Foxton has a mainline rail station (opened 1851) to London and is on the main bus route to Trumpington Park & Ride (where passengers can change for buses to Cambridge) and Royston.

The village has one remaining public house, The White Horse, that has been open since at least 1841, though it was rebuilt after a fire in 1880. Former drinking establishments included The Blackamoor's Head (later renamed The Black Boy) and The Railway Inn, which opened in around 1780 and 1860 respectively; however, both had closed by the 1960s.

Foxton is also home to a village shop and post office, primary school, learning centre, educational trust (Villiers Park) and The Burlington Press. The village has a recreation ground with children's playground, tennis courts, bowling green, football pitch and cricket pitches, and there is a modern village hall with meeting rooms and sports pavilion.

The village has a conservation area, Foxton Dovecot and Meadow, established in 2006. In 2010, the restoration of Rayner's dovecote received an award at the South Cambridgeshire District Council bi-annual built heritage awards.

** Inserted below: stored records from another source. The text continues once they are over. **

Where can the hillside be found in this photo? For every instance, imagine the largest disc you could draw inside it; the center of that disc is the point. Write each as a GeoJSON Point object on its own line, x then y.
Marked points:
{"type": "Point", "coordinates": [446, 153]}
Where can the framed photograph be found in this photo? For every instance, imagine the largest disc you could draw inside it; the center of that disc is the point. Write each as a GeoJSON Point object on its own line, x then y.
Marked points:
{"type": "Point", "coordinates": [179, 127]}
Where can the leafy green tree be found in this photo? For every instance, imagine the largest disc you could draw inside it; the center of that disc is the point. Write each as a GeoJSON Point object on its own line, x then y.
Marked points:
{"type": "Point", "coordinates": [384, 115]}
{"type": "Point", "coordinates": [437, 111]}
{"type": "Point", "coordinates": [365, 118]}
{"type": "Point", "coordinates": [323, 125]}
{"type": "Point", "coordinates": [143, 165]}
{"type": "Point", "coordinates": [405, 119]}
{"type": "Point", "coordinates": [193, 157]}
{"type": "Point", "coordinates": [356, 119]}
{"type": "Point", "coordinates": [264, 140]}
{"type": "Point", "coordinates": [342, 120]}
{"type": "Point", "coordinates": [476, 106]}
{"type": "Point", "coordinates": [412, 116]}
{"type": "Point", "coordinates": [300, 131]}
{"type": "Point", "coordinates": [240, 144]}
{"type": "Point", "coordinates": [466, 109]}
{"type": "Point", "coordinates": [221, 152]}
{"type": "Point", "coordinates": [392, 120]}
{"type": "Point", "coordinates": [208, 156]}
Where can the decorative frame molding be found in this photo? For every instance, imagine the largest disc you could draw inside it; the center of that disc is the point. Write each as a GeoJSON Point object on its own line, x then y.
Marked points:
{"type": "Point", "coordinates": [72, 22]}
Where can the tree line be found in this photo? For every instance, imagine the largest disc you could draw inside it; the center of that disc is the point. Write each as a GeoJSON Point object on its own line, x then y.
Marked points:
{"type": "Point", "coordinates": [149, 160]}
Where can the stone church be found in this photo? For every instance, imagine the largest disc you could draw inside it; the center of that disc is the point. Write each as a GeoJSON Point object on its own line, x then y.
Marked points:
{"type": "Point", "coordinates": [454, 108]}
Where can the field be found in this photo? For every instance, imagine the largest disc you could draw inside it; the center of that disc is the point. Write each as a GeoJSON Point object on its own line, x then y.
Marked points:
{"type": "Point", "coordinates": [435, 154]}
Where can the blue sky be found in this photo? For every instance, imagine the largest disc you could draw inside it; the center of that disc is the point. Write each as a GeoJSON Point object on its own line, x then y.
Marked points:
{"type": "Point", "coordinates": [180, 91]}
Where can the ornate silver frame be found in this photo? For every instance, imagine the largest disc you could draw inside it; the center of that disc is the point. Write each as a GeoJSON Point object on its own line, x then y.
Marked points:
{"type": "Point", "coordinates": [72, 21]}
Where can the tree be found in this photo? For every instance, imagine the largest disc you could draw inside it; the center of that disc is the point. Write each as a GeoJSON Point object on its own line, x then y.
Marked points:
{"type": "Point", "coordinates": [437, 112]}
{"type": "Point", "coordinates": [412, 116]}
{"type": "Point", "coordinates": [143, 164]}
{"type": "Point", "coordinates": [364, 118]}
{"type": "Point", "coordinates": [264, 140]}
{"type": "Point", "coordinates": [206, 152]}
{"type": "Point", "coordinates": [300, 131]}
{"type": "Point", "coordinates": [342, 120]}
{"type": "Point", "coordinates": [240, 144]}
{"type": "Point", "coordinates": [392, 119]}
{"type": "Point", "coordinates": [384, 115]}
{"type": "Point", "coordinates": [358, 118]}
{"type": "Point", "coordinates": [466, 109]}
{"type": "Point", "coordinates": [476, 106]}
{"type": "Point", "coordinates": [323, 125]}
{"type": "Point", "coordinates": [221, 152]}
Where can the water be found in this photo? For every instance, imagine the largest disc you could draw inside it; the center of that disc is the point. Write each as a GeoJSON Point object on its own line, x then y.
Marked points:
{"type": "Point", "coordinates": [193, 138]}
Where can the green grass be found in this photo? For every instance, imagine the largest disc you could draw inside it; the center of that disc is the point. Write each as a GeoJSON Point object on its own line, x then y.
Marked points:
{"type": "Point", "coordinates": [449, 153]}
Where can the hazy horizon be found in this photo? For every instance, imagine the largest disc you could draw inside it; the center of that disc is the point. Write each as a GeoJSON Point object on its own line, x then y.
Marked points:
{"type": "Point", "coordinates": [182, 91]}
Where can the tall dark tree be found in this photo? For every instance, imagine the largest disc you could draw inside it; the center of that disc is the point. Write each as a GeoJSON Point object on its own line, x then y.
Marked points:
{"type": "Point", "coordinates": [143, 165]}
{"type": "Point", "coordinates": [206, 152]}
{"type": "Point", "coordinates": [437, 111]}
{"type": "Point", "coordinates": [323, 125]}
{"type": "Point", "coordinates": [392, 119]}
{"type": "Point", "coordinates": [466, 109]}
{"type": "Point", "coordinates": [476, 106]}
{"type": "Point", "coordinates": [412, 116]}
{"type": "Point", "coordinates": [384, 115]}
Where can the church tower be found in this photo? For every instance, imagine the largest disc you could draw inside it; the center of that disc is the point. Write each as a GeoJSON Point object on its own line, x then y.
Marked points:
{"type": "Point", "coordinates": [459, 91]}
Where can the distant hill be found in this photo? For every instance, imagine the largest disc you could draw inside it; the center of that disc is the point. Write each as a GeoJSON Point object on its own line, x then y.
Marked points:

Foxton also has a teenage football club called Dynamo Foxton Football club, established by Marcus Kohler and others when the players departed from their former club (Whittlesford).

== Literature ==
Foxton is known for being the subject of Rowland Parker's 1975 classic of local history The Common Stream. In it, Parker charts 2000 years of history of the village, from the Celts through to the Romans to the Saxons and the modern era.